Monday, 1 April 2013

Beinn Udlaidh's West Gully

Soloing "West Gully" (III*), Beinn Udlaidh

If you'd had told me a few months back that I would climb my first ever route on Beinn Udlaidh on the last day of March I would have been sceptical to say the least.

I entered this winter with my usual reservations firmly in place about soloing ice..I was going to stick to buttresses, ridges and perhaps one or two gullies that inspired me. But this has been a winter of firsts, and with an opportunistic attitude I have reaped the rewards of an outstanding season in ways I didn't expect.



A heavily banked out Beinn Udlaidh
 
Soloing and enjoying numerous grade III gullies in the past month (classic and obscure) has made me carefully reconsider my attitude towards ice.
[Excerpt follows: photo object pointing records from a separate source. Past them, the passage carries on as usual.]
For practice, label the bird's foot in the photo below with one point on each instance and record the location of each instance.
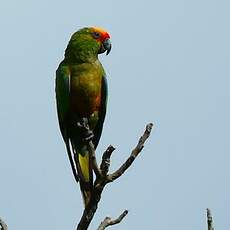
(87, 134)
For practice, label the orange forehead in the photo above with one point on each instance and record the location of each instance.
(104, 34)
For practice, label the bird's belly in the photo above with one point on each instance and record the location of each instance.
(85, 97)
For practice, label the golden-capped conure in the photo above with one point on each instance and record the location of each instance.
(81, 92)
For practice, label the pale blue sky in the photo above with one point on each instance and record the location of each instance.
(169, 65)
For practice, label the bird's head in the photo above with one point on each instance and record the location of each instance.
(88, 42)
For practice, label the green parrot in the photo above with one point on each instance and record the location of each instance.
(81, 92)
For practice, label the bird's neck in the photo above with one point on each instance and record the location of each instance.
(82, 53)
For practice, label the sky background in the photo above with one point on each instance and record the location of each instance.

In a winter this good, avoiding ice routes would be to miss out on bearing the fruits of such a perfect combination of conditions.
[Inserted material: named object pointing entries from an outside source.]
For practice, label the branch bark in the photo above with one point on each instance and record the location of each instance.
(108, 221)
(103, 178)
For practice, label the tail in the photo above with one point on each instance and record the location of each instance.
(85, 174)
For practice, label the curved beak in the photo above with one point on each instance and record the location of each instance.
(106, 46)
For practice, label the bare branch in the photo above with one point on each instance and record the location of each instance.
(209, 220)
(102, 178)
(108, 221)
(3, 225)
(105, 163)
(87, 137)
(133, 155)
Beinn Udlaidh is somewhere I'd always rejected as somewhere I'd go soloing. Scotland's most well-known low-level ice climbing crag…a place of great quality after heavy snow-fall and sustained cold, but not somewhere I'd have felt confident climbing un-roped until very recently.
 

 The icy world of Beinn Udlaidh

 "Organ Pipe Wall"

And it had never really occurred to me that I would climb my first ever route here this late in the season…in fat and good conditions, confidently and enjoyably, before an Easter Sunday Clachaig morning shift. I had no idea this would be the next twist-in-the-plot of my winter until a few hours before I was greeted by the famous pigs that guard the track into Beinn Udlaidh's Coire Daimh.

 Looking up West Gully

 
 On the crux

How bizarre it felt to be standing underneath such extensive ice after such a short walk from the car, at such low altitude, when spring had already been well-established for weeks already this time last year. Getting sunburnt on the dry rock of the Northern Cuillin last March felt a life-time ago.
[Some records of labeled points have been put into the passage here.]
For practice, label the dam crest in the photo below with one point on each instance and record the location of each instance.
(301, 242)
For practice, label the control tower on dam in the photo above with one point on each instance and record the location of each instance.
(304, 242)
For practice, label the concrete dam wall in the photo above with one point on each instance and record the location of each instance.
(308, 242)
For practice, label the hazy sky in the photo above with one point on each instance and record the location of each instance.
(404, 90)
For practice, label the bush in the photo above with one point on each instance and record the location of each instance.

West Gully was in great condition - first-time axe placements and an enjoyable course through the icy world of Beinn Udlaidh. The atmosphere here felt very different to that of the higher mountains, cosy almost, the stresses and concerns of snow conditions and hazards still present, but without the fully "Alpine" feel of many of my days climbing recently.


Extensive ice near the top of West Gully
 
By 9am I was back in the glen having a chat with the Orchy Farm pigs.
What next in this season which doesn't want to end?

James

1 comment:

  1. What a winter. I was fortunate to get a little taste of it. You are fortunate indeed. Well done on making the most of it.